Table 1: Results Dataset, with BottomCount() Defining Columns

The challenge in the requirement we have described lies within the fact that we are working within multiple levels within Geography dimension (Geography hierarchy) to produce the requested results. We are, in effect, being asked to classify the four bottom Geography performers by a lower level in the Geography dimension (City). In order to do this, we will employ the BottomCount() function as we have done in previous scenarios, but this time in conjunction with other MDX functions, to present the State information associated with each of the bottom performing Cities.

We discuss the details of the need with our colleagues, and set about demonstrating an approach to meeting those needs, as we take the following steps.
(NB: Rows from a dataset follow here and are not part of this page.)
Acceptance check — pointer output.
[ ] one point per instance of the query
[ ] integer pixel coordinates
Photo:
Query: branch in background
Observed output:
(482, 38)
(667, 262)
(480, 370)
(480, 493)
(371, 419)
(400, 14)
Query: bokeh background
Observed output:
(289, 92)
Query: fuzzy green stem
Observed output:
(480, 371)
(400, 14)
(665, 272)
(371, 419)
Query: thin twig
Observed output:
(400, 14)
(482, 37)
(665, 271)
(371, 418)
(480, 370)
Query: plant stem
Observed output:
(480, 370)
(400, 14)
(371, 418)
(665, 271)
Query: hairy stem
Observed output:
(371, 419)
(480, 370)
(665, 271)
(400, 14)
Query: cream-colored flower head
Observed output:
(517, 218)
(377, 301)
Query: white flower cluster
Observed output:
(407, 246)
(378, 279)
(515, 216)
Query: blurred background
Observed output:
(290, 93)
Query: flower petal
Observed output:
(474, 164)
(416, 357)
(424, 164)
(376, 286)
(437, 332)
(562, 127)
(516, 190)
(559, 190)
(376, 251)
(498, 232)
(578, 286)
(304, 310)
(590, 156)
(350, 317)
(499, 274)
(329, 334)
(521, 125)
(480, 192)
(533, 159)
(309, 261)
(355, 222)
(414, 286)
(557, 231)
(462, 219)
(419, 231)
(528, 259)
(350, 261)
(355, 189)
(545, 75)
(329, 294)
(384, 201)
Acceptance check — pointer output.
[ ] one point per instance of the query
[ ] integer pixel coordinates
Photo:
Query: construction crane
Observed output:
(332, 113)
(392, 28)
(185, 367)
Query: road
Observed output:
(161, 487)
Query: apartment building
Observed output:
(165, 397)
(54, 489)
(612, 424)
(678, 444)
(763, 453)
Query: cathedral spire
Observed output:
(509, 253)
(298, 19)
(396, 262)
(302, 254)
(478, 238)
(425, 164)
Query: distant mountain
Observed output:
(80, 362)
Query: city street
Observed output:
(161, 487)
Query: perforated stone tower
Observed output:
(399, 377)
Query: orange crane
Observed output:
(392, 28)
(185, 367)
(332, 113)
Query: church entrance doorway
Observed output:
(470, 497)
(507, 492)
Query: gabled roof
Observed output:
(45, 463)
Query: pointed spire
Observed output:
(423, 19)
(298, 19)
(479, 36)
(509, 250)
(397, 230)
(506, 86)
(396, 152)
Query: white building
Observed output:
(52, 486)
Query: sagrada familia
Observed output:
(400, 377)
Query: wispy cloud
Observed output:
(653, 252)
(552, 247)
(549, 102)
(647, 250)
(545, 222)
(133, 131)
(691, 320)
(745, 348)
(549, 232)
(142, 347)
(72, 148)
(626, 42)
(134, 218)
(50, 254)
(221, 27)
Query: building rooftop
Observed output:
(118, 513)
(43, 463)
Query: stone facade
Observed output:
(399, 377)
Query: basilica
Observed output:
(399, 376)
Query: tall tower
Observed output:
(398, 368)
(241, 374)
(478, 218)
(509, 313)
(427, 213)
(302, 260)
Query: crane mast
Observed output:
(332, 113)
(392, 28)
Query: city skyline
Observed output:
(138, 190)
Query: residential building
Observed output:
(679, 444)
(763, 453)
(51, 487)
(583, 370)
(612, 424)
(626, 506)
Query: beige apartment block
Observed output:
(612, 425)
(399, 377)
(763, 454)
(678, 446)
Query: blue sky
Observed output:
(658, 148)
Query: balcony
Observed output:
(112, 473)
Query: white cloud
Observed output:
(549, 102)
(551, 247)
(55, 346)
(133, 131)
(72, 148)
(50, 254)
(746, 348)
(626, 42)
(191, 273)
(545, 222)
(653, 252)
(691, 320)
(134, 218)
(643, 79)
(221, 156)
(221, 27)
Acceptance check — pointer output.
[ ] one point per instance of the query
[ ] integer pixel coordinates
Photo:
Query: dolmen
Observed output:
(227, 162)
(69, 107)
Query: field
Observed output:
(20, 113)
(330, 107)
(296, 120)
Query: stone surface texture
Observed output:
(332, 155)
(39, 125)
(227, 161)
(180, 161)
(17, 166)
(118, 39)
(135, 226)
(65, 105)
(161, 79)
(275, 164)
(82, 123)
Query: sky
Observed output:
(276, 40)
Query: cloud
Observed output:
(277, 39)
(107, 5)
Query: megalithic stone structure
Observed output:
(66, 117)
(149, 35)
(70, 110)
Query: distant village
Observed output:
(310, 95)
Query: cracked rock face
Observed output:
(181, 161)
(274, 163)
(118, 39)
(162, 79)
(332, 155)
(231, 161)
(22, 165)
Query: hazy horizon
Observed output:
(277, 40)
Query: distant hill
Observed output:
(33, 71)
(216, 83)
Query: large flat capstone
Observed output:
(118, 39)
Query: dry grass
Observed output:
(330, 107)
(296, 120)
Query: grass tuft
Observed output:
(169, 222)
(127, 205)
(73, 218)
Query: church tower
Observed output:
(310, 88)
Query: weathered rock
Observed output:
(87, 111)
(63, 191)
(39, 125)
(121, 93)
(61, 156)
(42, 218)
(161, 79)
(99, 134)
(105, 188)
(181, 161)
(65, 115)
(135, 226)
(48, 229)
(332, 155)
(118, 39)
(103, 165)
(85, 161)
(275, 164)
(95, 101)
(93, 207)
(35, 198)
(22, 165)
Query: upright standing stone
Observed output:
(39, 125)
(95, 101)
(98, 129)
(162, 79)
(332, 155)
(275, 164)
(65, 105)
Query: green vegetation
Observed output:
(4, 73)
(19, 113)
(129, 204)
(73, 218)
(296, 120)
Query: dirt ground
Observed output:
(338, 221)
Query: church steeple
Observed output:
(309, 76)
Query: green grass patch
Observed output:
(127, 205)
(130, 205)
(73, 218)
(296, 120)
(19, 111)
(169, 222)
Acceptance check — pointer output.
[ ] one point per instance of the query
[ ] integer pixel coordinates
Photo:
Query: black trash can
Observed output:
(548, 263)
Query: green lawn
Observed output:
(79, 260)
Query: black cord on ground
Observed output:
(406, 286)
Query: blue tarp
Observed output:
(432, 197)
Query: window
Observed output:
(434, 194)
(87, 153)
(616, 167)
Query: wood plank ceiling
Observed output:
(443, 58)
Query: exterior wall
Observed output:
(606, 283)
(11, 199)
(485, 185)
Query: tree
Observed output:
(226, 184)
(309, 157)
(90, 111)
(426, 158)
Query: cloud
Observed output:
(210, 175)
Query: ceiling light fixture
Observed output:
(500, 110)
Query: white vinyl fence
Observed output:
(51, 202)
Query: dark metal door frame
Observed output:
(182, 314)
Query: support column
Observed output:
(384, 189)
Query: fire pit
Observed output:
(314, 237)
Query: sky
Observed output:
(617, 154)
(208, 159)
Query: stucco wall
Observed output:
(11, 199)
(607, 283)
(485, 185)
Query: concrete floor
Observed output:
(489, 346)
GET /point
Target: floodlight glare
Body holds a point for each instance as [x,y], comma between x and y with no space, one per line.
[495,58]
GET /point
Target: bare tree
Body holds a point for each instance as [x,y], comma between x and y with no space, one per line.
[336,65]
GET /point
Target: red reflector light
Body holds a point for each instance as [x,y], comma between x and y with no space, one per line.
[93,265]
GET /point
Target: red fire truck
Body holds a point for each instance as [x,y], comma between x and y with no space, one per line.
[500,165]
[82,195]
Let’s construct part of the query to get started, initially starting with the core BottomCount() function.

1.  Type the following query into the Query pane:

-- MDX072-1-1, BottomCount() and Descendants() Combination to retrieve "4 Least 
--   Performing USA States (with regard to total Reseller Sales Amounts) 
--      in CY 2003"
      
SELECT
 
    {[Measures].[Reseller Sales Amount]}  ON AXIS(0),
    
    {BOTTOMCOUNT(
       DESCENDANTS(
           [Geography].[Geography].CURRENTMEMBER,
             [Geography].[Geography].[City]   
                  ),
             4,
          [Measures].[Reseller Sales Amount])
       }
    ON AXIS(1)
    
FROM
     [Adventure Works]
     
WHERE
        ([Date].[Calendar].[Calendar Year].[CY 2003])

The Query pane appears, with our input, as depicted in Illustration 1.


Illustration 1: Query Pane with Our Input ...

2.  Execute the query by clicking the Execute (!) button in the toolbar.

The Results pane is populated by Analysis Services, and the dataset shown in Illustration 2 appears.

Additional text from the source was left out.